The Museum of Torture is near the Piazza del Cisterno. It touts itself as one of the first and most highly respected museums of torture in…well it doesn’t really say, but let’s face it, there are lots of museums of torture. Just about any city in Europe that has something medieval about it has a torture museum, where people flock to see the instruments and explanations of human cruelty and gore for essentially the same reasons that the Romans used to flock to the Arena. Or so I imagine. Anyway, I can’t really judge the relative merits of San Gimignano’s torture museum, as I’ve never been to another, but I was in the town with my sons, who had already put up with a few art museums over the previous few days (this included dogging my heels as I scurried around the Uffizi in ecstasy, explaining the history of every damn Roman emperor (their busts line the walls) and bitching about Commodus and Aurelian being out of order) and I knew they would like the torture museum.

Reactions in my family were, however, mixed, with the male representatives being enthusiastic and the sole female voter being far less thrilled. We were not alone in this, as we saw in the book one can sign upon leaving. Comments included:

• “Spooky”
• “We liked it but mom didn’t”
• “Nice, it was fun”
• “Holy crap”
• “The most horrible thing is the list of prisoners executed in the United States”
• “Oh my”
• “Pooooooo”

As well as a number of ruminations on the evil nature of man.

Note that I say the evil nature of man, and not of mankind, since the little notes describing the various exhibits leave no doubt about which of the sexes was at fault. I attribute this at least partly to the scent of ancient testosterone in the air of the town.

As you read these (most are displayed in four languages) you begin to sense a certain slant to them, with phrases like “…male power thus humiliated throughout the centuries women.” Of course, I know that this is largely quite true, but the prose grows increasingly virulent and one gets the distinct impression that it was written by a woman who was sick of being overshadowed by giant penises all day long. For example, in the description of the “Mask of Infamy” one reads:

“…The overwhelming majority of victims were always women. The phrase cited when using this device on them was ‘Let the women be silent in church’, the ‘church’ here meaning the ruling ecclesiastical and secular and in both cases gynaecophobic hierarchy: the sense was thus ‘let the women be silent in the presence of the male’.”

You go, sister! I didn’t even know that gynaecophobic was a word.

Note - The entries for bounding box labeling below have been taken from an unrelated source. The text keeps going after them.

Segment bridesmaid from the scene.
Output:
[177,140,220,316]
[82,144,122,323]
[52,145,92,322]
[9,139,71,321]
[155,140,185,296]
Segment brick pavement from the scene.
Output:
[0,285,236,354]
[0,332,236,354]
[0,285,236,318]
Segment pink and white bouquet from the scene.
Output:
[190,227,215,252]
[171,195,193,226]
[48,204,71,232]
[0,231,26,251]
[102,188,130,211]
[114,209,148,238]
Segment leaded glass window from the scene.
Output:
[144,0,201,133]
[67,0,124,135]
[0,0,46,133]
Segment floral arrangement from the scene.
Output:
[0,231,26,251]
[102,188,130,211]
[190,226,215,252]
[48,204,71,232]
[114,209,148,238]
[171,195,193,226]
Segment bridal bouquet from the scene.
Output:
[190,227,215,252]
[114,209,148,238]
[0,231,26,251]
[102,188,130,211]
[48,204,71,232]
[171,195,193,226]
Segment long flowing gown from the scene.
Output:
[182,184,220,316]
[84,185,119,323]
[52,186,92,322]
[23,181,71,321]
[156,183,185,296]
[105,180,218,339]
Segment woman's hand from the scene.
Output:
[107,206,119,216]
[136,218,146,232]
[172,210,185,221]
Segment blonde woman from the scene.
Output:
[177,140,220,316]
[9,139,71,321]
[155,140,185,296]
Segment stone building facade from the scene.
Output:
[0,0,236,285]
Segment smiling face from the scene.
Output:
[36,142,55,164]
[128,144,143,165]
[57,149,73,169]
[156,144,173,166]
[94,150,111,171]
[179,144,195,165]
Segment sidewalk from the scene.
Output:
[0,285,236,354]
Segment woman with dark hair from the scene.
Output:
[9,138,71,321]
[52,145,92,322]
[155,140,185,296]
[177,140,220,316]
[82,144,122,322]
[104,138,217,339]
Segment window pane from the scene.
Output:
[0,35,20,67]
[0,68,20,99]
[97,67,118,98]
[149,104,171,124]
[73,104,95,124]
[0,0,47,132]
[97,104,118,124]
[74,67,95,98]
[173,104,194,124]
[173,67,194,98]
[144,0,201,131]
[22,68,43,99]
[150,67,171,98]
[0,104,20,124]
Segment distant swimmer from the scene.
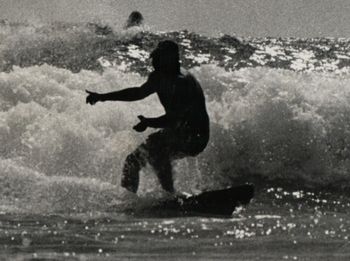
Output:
[86,40,209,193]
[125,11,143,29]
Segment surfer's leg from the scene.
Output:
[151,157,175,193]
[121,145,146,193]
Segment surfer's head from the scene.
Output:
[151,40,180,74]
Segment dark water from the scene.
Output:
[0,188,350,260]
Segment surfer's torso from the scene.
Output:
[148,70,209,150]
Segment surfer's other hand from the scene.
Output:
[85,90,100,105]
[133,115,147,132]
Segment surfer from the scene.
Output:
[124,11,143,29]
[86,40,209,193]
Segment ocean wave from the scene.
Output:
[0,23,350,75]
[0,65,350,210]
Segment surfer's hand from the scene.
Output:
[133,115,148,132]
[85,90,101,105]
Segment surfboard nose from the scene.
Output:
[229,184,255,205]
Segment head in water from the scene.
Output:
[125,11,143,28]
[151,40,180,74]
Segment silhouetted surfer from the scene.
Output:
[124,11,143,29]
[86,41,209,193]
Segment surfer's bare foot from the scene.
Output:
[119,188,138,201]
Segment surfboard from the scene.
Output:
[153,184,254,217]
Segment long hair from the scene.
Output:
[151,40,180,75]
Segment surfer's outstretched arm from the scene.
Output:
[86,81,155,105]
[146,114,172,128]
[134,114,173,132]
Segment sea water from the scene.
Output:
[0,23,350,260]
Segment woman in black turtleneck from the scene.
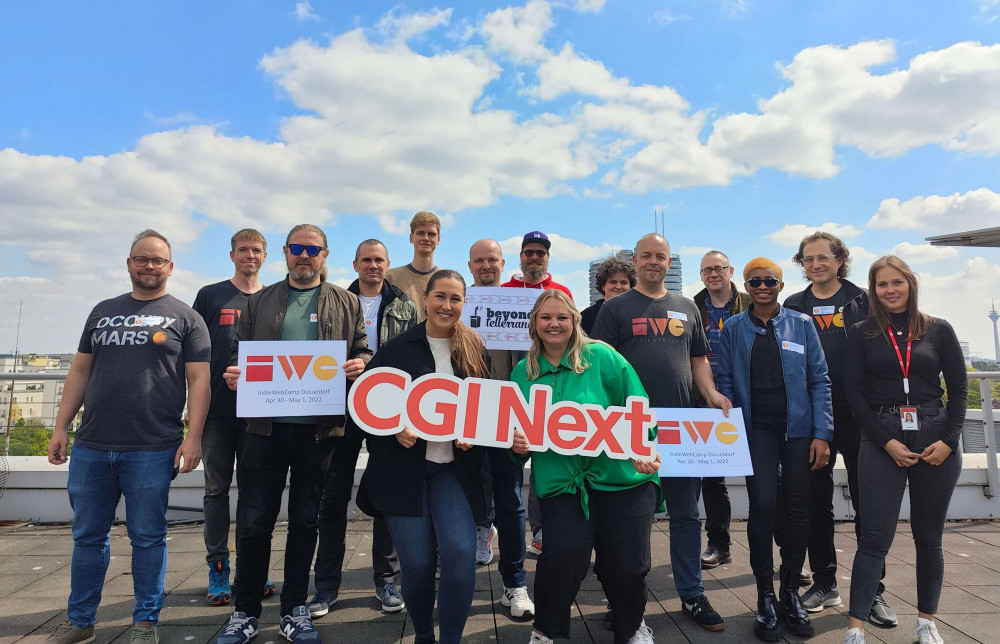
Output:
[844,255,968,644]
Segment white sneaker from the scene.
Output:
[917,617,944,644]
[628,620,653,644]
[500,586,535,617]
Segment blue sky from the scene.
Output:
[0,0,1000,355]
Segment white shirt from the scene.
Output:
[425,336,455,463]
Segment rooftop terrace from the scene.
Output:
[0,521,1000,644]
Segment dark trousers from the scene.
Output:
[701,476,733,551]
[201,417,247,563]
[479,447,526,588]
[535,483,659,643]
[851,408,962,621]
[809,404,885,593]
[314,426,400,592]
[747,427,812,576]
[235,423,322,617]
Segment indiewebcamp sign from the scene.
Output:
[236,340,347,418]
[347,367,750,476]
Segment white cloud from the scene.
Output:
[889,242,958,265]
[650,9,700,26]
[868,188,1000,234]
[479,0,552,63]
[500,233,622,262]
[767,221,861,246]
[376,7,452,44]
[295,0,319,22]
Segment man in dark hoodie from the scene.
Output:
[309,239,419,617]
[785,231,898,627]
[694,250,750,570]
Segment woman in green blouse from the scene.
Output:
[511,289,663,643]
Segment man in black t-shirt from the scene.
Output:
[776,232,898,627]
[193,228,274,606]
[47,230,211,644]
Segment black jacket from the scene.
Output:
[782,279,868,336]
[357,322,490,523]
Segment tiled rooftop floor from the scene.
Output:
[0,521,1000,644]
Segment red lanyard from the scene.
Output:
[887,326,913,404]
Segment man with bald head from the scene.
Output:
[591,233,733,631]
[469,239,535,617]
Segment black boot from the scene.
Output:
[753,575,785,642]
[778,566,814,637]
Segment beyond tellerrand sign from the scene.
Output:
[462,286,542,351]
[236,340,347,418]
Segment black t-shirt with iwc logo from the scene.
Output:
[802,285,851,403]
[76,293,212,451]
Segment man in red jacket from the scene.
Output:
[501,230,573,299]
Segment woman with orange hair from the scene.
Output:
[715,257,833,642]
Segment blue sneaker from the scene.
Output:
[205,559,233,606]
[278,606,323,644]
[215,611,257,644]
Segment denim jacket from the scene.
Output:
[715,306,833,441]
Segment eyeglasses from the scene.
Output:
[129,255,170,268]
[288,244,326,257]
[802,255,837,266]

Unsurprisingly, this tack is most evident in the description of the pear; a device that was inserted into a bodily orifice and then forced to expand. This was applied to the anus, the mouth, and of course, the vagina. The writer of descriptions here removes any holds that once barred her way:

“Inasmuch as the soul of torture is male, male organs have always enjoyed the benefit of a sort of immunity…and since the soul of torture is male, and in the tenebrosity of his unilluminable nature the male is terrified by the mysteries of the female’s cycles and fecundity, but above all by her inherent intellectual, emotional and sexual superiority, those organs that define her essence have forever been subjected to his most savage ferocity.”

I have no doubt that the facts are sadly true, but I am by no means sufficiently qualified in psychology to comment on the Freudian analysis that goes with it (as a writer, I am less indulgent with the translator’s neo-logistic tendencies, but I’ll cut her (I assume it was translated by a woman as well) a little slack). Suffice it to say, it scared the shit out of me.

I couldn’t help but ask at the front desk who, exactly, had written all this.

“Oh, that was a long time ago. It was a lady who researched all these things.”

“So it was indeed a woman.”

“Yes.”

“I assume she is a feminist?”

Pause. “I don’t think I’d call her a feminist, but she did do the research, and it was pretty disturbing research.”

Of that, I’m sure.

One way or another, the men who erected their towering prick symbols all over San Gimignano probably deserve a bit of post-hoc spiritual emasculation. It must be admitted, though, that the lasting result of their masculine insecurity is a stunningly beautiful and thoroughly fascinating little town.